Hello everyone,
I am facing some memory issues running my model on multiple GPUs with DDP. I want to report to you the experiments I made to understand the memory utilization of the combination of workers + DDP. In all the experiments I will report in this post I will use always the same model, so the size of the model is always the same.
I have 4 GPUs with 16GB each. First of all, I used only one to understand the highest batch that fits on it. The maximum batch size is 64 (I started to have CUDA OOM with 128). Then, in order to increase the batch size, I started to use DDP with batches of 64 for each process (1 process per GPU). Using 2 GPUs with a total batch of 128 caused CUDA OOM. I have read online that the DDP uses part of the GPU memory to store the communication bucket. So I assume that this communication bucket does not fit into memory. I started to decrease the per-GPU batch size to 60, then 55, and finally to 50 (resulting in a total batch size of 100 on 2 GPUs). Unfortunately, none of these batch sizes worked, For curiosity, I started to analyze the memory usage of 1 single GPUs with a batch of 1. The total memory usage is 3.4G. I then tried to use DDP with a batch of 2 (1 per-GPU) resulting in 3.9G. This experiment demonstrates the overhead made by DDP. Finally, I tried to increase the number of workers and I have found that the final memory usage on GPU increases. This last founding shocked me because I thought that the workers simply increase the RAM usage, not GPU.

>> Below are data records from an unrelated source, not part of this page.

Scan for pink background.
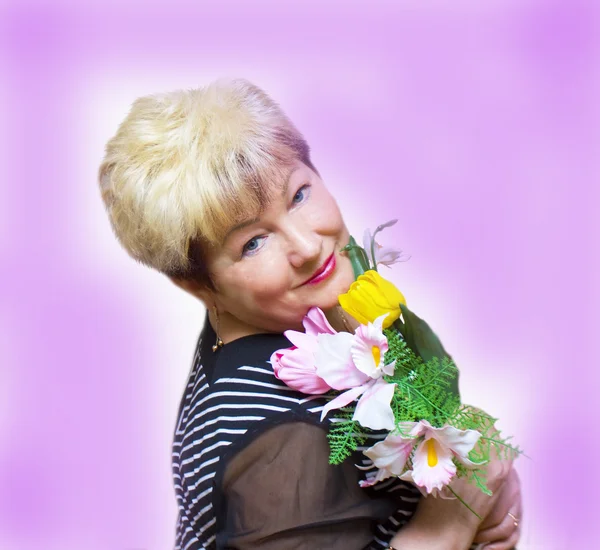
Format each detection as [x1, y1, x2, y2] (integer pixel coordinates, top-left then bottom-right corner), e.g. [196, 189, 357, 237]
[0, 0, 600, 550]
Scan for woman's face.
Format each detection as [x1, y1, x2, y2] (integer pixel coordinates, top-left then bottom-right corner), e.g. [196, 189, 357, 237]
[208, 162, 354, 332]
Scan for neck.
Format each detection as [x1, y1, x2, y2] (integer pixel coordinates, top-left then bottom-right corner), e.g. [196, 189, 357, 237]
[208, 305, 360, 344]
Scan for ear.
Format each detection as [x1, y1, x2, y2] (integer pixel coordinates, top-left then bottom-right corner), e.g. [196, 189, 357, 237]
[169, 277, 214, 307]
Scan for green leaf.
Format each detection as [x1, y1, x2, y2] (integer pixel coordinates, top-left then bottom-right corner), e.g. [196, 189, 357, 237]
[342, 236, 371, 279]
[400, 304, 460, 397]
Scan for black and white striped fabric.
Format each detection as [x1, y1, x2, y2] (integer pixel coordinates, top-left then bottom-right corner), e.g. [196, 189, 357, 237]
[172, 321, 420, 550]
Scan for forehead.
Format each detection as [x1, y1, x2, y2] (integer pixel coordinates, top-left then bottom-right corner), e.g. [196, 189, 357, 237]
[219, 163, 310, 245]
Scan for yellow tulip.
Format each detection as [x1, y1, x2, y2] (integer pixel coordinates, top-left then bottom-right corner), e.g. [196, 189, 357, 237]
[338, 269, 406, 328]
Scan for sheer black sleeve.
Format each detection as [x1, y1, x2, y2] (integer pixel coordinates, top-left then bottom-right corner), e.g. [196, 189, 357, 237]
[218, 421, 396, 550]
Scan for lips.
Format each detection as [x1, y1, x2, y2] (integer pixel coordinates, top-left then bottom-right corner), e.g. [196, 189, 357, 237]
[302, 253, 335, 285]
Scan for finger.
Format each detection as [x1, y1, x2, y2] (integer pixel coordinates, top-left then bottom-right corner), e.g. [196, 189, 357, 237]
[473, 514, 518, 542]
[483, 528, 521, 550]
[479, 470, 521, 531]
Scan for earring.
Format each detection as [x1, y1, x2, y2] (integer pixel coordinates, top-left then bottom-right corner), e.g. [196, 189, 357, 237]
[213, 306, 223, 351]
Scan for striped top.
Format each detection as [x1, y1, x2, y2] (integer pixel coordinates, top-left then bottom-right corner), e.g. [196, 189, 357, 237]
[172, 319, 420, 550]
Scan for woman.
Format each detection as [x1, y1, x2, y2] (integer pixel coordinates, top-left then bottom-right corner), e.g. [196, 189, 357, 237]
[100, 80, 521, 550]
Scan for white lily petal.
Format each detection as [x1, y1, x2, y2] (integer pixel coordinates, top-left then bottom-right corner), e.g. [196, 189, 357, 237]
[399, 470, 456, 500]
[302, 307, 336, 336]
[350, 320, 389, 378]
[381, 360, 396, 376]
[352, 378, 396, 430]
[432, 426, 481, 457]
[321, 384, 367, 422]
[363, 434, 416, 476]
[412, 437, 456, 493]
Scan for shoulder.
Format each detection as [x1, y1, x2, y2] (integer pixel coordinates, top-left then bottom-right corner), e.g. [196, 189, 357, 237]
[173, 330, 324, 490]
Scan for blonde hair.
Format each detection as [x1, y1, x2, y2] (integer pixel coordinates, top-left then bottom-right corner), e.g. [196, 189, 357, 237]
[99, 79, 314, 282]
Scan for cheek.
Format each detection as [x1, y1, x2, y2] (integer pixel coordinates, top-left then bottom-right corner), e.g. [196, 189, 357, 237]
[222, 264, 291, 309]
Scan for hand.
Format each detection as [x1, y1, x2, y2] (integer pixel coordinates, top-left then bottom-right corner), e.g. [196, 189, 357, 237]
[474, 468, 523, 550]
[391, 444, 519, 550]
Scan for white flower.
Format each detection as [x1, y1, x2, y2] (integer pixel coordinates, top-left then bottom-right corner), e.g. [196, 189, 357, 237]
[363, 420, 481, 495]
[363, 220, 410, 267]
[315, 314, 396, 430]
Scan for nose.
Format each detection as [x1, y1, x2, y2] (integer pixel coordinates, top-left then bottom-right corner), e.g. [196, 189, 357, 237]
[286, 219, 323, 267]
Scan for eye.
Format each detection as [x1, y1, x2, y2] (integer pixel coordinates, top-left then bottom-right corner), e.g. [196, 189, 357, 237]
[242, 237, 266, 256]
[292, 183, 310, 204]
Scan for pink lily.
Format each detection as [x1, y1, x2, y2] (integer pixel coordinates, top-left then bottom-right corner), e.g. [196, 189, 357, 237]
[315, 315, 396, 430]
[270, 307, 336, 395]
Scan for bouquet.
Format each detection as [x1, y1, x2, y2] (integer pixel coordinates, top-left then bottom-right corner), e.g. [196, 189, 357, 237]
[271, 220, 521, 513]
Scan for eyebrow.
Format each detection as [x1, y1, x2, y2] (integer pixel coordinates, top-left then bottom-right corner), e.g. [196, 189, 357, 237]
[222, 168, 300, 244]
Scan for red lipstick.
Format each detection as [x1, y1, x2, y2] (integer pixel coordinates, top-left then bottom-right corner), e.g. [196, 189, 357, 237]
[302, 253, 335, 285]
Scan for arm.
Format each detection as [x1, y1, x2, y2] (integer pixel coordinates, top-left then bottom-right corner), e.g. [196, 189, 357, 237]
[390, 448, 520, 550]
[217, 421, 396, 550]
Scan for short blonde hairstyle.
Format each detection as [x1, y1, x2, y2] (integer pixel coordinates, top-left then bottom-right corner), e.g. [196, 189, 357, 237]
[99, 79, 314, 285]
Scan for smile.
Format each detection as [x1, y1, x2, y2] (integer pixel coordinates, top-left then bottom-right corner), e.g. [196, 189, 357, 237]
[302, 253, 335, 285]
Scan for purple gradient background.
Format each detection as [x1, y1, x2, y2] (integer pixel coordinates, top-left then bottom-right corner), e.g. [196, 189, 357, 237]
[0, 0, 600, 550]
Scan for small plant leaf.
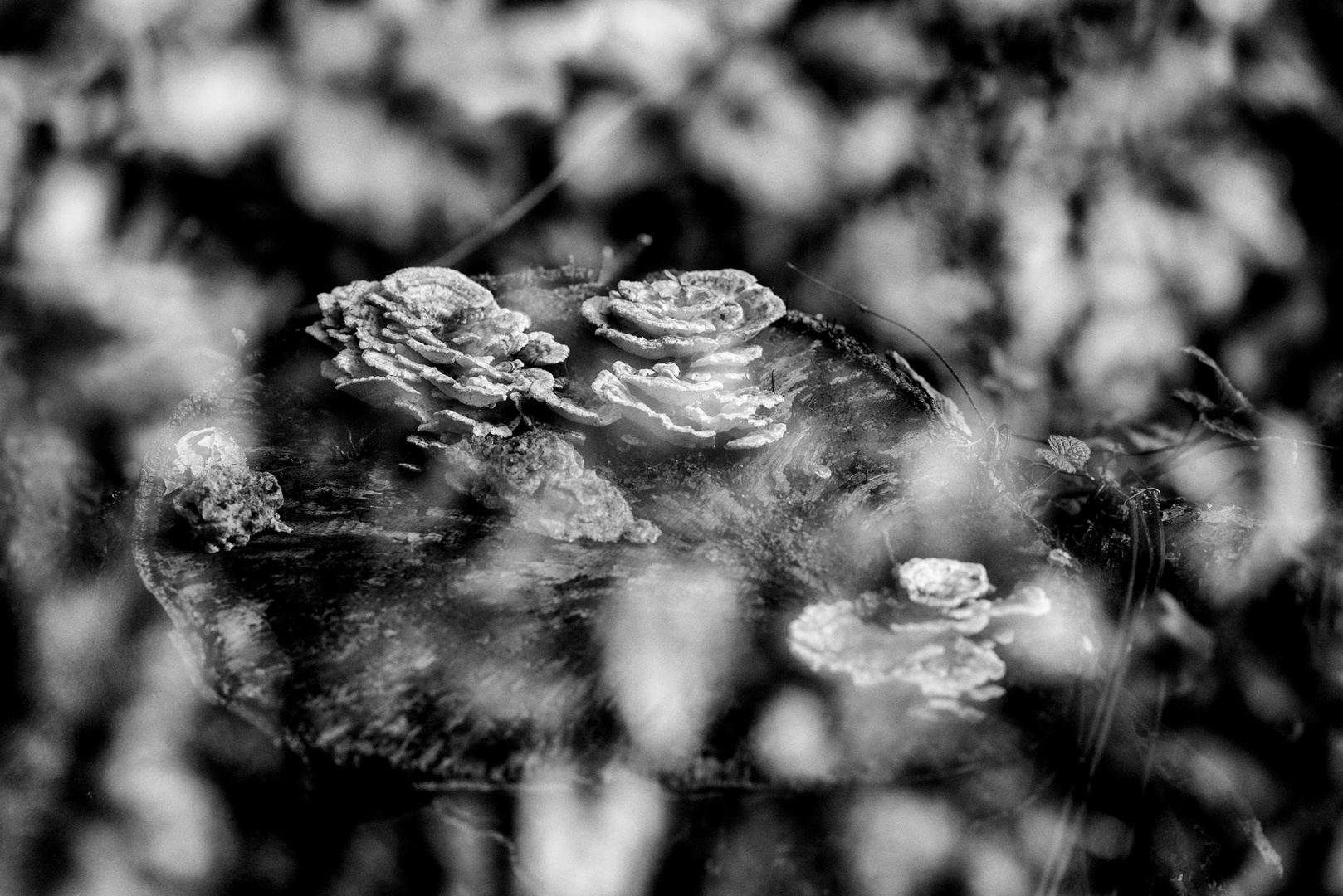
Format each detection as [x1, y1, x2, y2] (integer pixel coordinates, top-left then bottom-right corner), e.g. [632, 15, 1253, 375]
[1180, 345, 1254, 416]
[1035, 436, 1091, 473]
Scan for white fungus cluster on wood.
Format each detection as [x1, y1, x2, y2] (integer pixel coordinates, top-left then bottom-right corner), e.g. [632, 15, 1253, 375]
[789, 558, 1050, 718]
[308, 267, 613, 436]
[164, 427, 290, 553]
[583, 269, 786, 449]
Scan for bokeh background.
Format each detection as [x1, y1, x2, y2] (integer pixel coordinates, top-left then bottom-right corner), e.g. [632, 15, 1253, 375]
[7, 0, 1343, 896]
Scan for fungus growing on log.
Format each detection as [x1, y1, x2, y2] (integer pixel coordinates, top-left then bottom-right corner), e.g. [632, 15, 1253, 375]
[308, 267, 598, 436]
[593, 362, 786, 449]
[789, 558, 1049, 718]
[411, 430, 659, 543]
[164, 427, 290, 553]
[583, 269, 786, 360]
[583, 269, 786, 449]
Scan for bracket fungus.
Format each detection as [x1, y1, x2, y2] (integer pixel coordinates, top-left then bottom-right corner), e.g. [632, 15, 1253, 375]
[593, 362, 786, 449]
[164, 427, 290, 553]
[583, 269, 786, 449]
[308, 267, 601, 436]
[789, 558, 1049, 718]
[583, 267, 786, 360]
[411, 429, 659, 543]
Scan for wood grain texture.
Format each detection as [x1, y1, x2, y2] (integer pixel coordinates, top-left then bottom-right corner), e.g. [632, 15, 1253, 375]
[135, 275, 1034, 788]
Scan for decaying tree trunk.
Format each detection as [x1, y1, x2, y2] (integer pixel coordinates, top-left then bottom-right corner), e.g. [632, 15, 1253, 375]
[135, 265, 1045, 788]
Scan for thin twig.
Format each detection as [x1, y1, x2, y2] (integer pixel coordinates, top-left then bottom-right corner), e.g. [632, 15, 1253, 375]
[789, 262, 989, 430]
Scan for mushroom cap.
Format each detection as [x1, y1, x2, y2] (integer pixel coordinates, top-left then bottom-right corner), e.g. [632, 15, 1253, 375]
[583, 269, 786, 358]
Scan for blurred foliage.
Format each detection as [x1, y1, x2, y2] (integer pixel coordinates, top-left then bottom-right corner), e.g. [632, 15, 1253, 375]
[0, 0, 1343, 894]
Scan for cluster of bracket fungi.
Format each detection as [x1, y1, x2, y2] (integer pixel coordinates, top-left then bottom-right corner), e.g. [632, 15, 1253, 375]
[308, 267, 786, 542]
[583, 270, 786, 449]
[309, 267, 784, 449]
[789, 558, 1050, 718]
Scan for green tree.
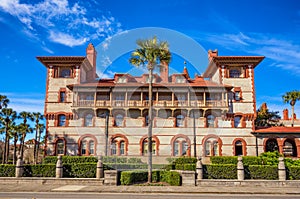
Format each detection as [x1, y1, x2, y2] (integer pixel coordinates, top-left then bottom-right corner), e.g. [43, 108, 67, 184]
[0, 108, 17, 164]
[19, 111, 34, 159]
[255, 103, 283, 127]
[282, 90, 300, 127]
[129, 37, 171, 182]
[32, 112, 44, 164]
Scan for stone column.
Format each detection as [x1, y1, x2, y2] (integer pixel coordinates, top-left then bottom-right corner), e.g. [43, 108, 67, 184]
[16, 155, 24, 178]
[237, 156, 245, 180]
[96, 156, 104, 179]
[56, 155, 63, 178]
[278, 157, 286, 180]
[196, 156, 203, 180]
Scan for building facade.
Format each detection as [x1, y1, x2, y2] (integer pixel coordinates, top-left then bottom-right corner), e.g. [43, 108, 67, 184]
[37, 44, 270, 162]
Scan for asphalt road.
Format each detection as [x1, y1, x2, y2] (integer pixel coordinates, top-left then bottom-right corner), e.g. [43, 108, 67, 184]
[0, 192, 299, 199]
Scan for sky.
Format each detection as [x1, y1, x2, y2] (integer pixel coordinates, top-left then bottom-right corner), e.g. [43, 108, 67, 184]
[0, 0, 300, 138]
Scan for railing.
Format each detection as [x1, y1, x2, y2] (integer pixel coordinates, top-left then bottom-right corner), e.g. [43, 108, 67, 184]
[74, 100, 227, 107]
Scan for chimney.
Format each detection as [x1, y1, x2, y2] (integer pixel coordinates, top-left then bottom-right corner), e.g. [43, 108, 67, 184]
[86, 43, 97, 80]
[208, 49, 218, 61]
[159, 62, 169, 83]
[283, 109, 289, 120]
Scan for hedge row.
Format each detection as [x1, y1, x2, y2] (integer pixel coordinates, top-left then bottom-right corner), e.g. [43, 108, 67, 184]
[120, 170, 181, 186]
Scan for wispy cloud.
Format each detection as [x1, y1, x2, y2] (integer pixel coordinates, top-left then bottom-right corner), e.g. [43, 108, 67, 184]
[0, 0, 121, 47]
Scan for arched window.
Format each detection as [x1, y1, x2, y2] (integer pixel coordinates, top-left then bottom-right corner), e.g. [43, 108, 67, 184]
[79, 136, 96, 155]
[172, 136, 191, 156]
[234, 116, 242, 128]
[265, 138, 278, 152]
[56, 139, 65, 155]
[110, 134, 128, 155]
[115, 114, 124, 126]
[176, 115, 184, 127]
[206, 114, 215, 127]
[204, 138, 219, 156]
[84, 113, 93, 126]
[58, 115, 66, 126]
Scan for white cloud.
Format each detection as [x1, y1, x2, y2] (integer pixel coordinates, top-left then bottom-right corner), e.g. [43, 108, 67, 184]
[0, 0, 121, 47]
[49, 31, 87, 47]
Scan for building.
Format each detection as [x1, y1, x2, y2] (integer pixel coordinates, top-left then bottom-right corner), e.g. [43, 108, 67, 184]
[37, 44, 276, 162]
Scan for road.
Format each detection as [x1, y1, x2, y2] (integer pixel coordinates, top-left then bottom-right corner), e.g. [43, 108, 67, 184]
[0, 192, 299, 199]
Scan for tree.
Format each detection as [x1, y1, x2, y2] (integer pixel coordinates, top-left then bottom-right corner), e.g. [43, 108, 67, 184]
[255, 103, 283, 127]
[282, 90, 300, 127]
[32, 112, 44, 164]
[0, 108, 17, 164]
[19, 111, 33, 159]
[129, 37, 171, 182]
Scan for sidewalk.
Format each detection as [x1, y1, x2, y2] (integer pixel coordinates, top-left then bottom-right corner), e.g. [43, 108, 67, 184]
[0, 179, 300, 195]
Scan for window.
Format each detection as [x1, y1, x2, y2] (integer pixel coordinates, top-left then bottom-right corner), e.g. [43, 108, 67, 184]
[59, 91, 66, 102]
[56, 139, 65, 155]
[234, 140, 243, 156]
[234, 91, 241, 101]
[176, 115, 184, 127]
[115, 114, 124, 126]
[229, 69, 241, 78]
[84, 114, 93, 126]
[59, 68, 71, 77]
[58, 115, 66, 126]
[206, 115, 215, 127]
[234, 116, 241, 128]
[173, 137, 190, 156]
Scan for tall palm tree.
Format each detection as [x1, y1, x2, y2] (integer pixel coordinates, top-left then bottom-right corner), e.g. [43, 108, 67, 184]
[19, 111, 34, 159]
[0, 108, 17, 163]
[0, 95, 9, 110]
[129, 37, 171, 182]
[282, 90, 300, 127]
[32, 112, 44, 164]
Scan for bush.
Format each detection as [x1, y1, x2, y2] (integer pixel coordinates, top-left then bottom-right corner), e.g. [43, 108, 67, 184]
[23, 164, 56, 177]
[210, 156, 237, 164]
[0, 164, 16, 177]
[204, 164, 237, 179]
[286, 166, 300, 180]
[63, 163, 97, 178]
[245, 165, 278, 180]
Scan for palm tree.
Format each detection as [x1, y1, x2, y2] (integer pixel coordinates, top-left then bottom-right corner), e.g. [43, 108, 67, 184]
[0, 95, 9, 110]
[32, 112, 44, 164]
[0, 108, 17, 163]
[19, 111, 33, 159]
[129, 37, 171, 182]
[282, 90, 300, 127]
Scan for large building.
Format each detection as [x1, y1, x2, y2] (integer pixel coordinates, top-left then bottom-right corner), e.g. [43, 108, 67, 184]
[37, 44, 298, 162]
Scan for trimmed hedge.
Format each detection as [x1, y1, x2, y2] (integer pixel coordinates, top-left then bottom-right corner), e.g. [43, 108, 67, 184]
[0, 164, 16, 177]
[23, 164, 56, 177]
[203, 164, 237, 179]
[245, 165, 278, 180]
[120, 170, 181, 186]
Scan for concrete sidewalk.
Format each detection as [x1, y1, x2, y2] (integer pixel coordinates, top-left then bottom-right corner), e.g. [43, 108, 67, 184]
[0, 179, 300, 195]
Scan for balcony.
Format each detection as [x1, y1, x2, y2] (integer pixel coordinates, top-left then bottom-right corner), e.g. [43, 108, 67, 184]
[73, 100, 228, 108]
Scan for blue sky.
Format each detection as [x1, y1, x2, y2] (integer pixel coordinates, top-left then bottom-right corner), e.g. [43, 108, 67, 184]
[0, 0, 300, 125]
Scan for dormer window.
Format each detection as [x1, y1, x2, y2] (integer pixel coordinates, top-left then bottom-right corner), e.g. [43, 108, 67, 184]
[117, 76, 127, 83]
[175, 76, 186, 83]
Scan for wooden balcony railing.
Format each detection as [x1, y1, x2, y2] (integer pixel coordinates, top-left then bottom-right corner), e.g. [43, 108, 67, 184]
[74, 100, 227, 108]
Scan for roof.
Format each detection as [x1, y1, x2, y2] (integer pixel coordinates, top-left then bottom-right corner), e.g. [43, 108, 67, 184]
[253, 126, 300, 133]
[36, 56, 85, 67]
[203, 56, 265, 77]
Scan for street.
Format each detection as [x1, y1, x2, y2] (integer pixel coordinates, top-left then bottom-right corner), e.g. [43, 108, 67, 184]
[0, 192, 299, 199]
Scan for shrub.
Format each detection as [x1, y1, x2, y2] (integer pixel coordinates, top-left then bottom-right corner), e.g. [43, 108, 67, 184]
[23, 164, 56, 177]
[205, 164, 237, 179]
[286, 166, 300, 180]
[0, 164, 16, 177]
[245, 165, 278, 180]
[210, 156, 237, 164]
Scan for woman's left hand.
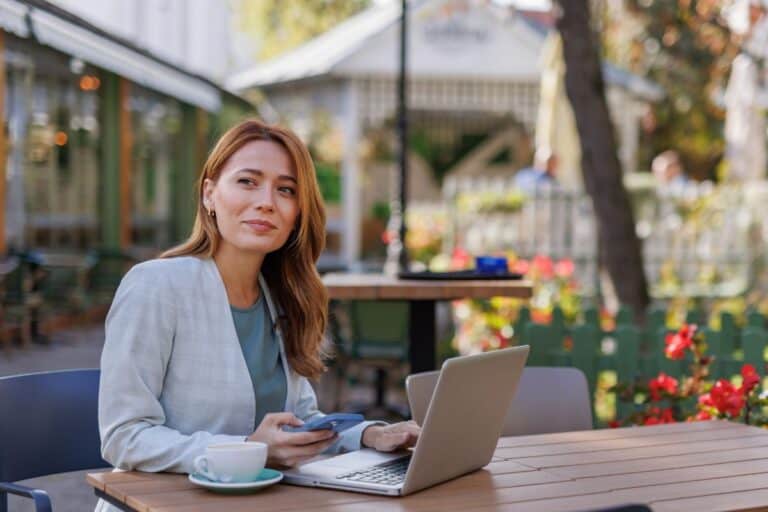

More specifically, whenever I use DDP I have several processes per GPU. The first process I see is the one performing the training (3.9G), then there are N_GPUS-1 processes that I suppose are in charge of keeping the communication with the other processes opened (0G each), and finally, the other ones should be the workers (0.6G each). Thus the memory usage on each process is 3.9G + num_workers*0.6G.
It’s not clear to me why the workers have a memory footprint on the GPU. Can someone help me to understand?
This shouldn’t be the case. Could you share an executable code snippet, which shows an increase in GPU memory using CPUTensors in the Dataset after increasing the workers in the DataLoader?
Hi @ptrblck , the code I am using is spread among different files so as soon as I can I will create a code snippet and try to reproduce this issue.
In the meantime I want to share with you the findings:
1 GPU, batch=64, 0 workers:
1 GPU, batch=64, 7 workers:
2 GPUs, batch=128, 0 workers:
2GPUs, batch=128, 1 worker:
As you can see the last one has different processes spawned per GPU and is the only one causing OOM (batch=128 with 0 workers instead is fine). The screenshot was taken just before the OOM.
My DataLoader uses pin_memory=True, so I exclude to have CUDATensor inside the __getitem__, otherwise an exception occurs. I also used .to(device, non_blocking=True).
I created a simpler version of my code. If you run this code you will find the unusual worker processes to be spawned on GPUs. I have found out that these processes are spawned only if I set a custom collate_fn into my DataLoader. If you use the default collate_fn the strange processes do not seem to spawn. It is not yet clear to me the why.
@ptrblck I tried again to debug the code. The problem is there every time I use a collate_fn that is a method of a class that contains the model as one of its attributes (self.model). Each time this happens, there is a new cuda context created. I don’t know if this can be considered a bug or it is a normal behavior known by the developers
Another thing that I have noticed: even if I use the default collate_fn (without specifying a custom one), additional processes are created on GPUs with 0MiB each (even with 0 workers). The number of these processes are equal to N_GPUS-1, so I suppose they are in charge of keeping the connection opened with the other GPUs. Am I right?
Using the model or any CUDA operations in the collate_fn is uncommon, I think (at least I haven’t seen a use case so far) and I guess not well tested.
The additional CUDA context creation might come from the usage of multiprocessing.
I also don’t know what kind of 0MB process is created as I haven’t seen it before.
In your code snippet you are also using multiprocessing with DDP. What’s the reason for not using DDP directly?